- IATA: RKP; ICAO: KRKP; FAA LID: RKP;

Summary
- Airport type: Public
- Owner: Aransas County
- Serves: Rockport, Texas
- Elevation AMSL: 24 ft (7.3 m)
- Coordinates: 28°05′10″N 097°02′37″W﻿ / ﻿28.08611°N 97.04361°W

Map
- Aransas County Airport Location within Texas

Runways
| Direction | Length |  | Surface |
| ft | m |
| 14/32 | 5,608 | 1,709 | Asphalt |
| 18/36 | 4,498 | 1,371 | Asphalt |

Statistics (2008)
- Aircraft operations: 82,220
- Based aircraft: 66
- Source: Federal Aviation Administration

= Aransas County Airport =

Aransas County Airport is in Aransas County five miles (7 km) north of Rockport, Texas. The FAA's National Plan of Integrated Airport Systems for 2009–2013 categorized it as a general aviation facility.

==Facilities==
The airport covers 600 acre at an elevation of 24 feet (7 m).
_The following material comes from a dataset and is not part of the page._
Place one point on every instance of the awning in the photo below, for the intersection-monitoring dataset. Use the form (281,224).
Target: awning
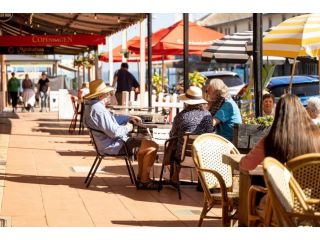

It has two asphalt runways: 14/32 is 5,608 by 100 feet (1,709 x 30 m) and 18/36 is 4,498 by 100 feet (1,371 x 30 m).

In the year ending August 1, 2008 the airport had 82,220 aircraft operations, average 225 per day: 60% general aviation, 40% military, and <1% air taxi. 66 aircraft were then based at this airport: 65% single-engine, 17% multi-engine and 18% helicopter.